The chime is the bell of a river ferry. Brother Cathal barters for passage with pearls he recovered from when they fell loose of the reliquary. The boat takes them almost to the coast, but as the tide is out, the estuary is too shallow to pass. Behind them, Raymond and his men cross into a clearing on the shore. The ferrymen, realizing their own danger, throw their cargo out of the boat, and all push the boat through the shallows. Geraldus, speaking French, convinces the Mute to buy the pilgrims time to escape with a promise of absolution for the former Crusader. Diarmuid is distraught and tries to stop the Mute, but Geraldus holds him back as the boat begins to float.

On the boat, Cathal reveals that he was struck with the last arrow and slumps over. Geraldus tells Diarmuid that the holy relic will inspire a thousand men like the Mute to holy violence. In disgust, Diarmuid moves to throw the relic overboard. Geraldus struggles with him and goes overboard with the relic, sinking to the ocean floor.

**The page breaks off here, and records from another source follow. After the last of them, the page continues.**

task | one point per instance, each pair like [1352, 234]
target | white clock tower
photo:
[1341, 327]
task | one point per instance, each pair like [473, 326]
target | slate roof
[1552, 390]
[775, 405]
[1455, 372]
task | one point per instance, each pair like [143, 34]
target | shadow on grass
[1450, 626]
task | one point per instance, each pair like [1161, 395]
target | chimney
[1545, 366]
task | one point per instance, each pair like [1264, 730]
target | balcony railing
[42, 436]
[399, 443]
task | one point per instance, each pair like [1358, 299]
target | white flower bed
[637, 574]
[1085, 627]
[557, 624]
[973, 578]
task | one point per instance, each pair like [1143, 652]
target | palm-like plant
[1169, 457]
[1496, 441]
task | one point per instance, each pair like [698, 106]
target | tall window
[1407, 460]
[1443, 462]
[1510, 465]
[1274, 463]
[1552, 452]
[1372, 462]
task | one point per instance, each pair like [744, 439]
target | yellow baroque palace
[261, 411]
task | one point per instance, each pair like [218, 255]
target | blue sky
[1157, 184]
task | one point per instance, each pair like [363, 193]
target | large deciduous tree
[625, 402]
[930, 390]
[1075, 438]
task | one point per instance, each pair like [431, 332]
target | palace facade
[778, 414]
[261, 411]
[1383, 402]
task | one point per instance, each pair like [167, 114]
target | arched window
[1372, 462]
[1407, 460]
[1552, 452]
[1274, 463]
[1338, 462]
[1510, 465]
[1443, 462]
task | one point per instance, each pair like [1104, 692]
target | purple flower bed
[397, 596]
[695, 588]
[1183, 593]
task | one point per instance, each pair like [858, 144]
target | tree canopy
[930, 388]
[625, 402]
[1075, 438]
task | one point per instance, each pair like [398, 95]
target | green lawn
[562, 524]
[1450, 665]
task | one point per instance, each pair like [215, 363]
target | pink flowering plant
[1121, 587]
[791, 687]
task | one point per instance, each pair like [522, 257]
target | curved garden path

The surviving ferryman asks Diarmuid, "Where to now?", but the novice has no answer. As the camera fades away, light shines down on the boat.

==Cast==
- Tom Holland as Brother Diarmuid
- Richard Armitage as Raymond de Merville
- Jon Bernthal as The Mute
- John Lynch as Brother Ciarán
- Stanley Weber as Frère Geraldus
- Eric Godon as Baron de Merville
- Hugh O'Conor as Brother Cathal
- Tristan McConnell as Dugald
- Eóin Geoghegan as Crobderg
- Rúaidhrí Conroy as Brother Rua

==Filming==
Filming started in April 2015. Filming locations included the west coast of Ireland and Ardennes in Belgium.

==Reception==
Katie Walsh of Los Angeles Times wrote, "For all its bloody and violent genre trappings, Pilgrimage [...] is a gorgeously shot film that carefully renders the details of this fascinating historical period."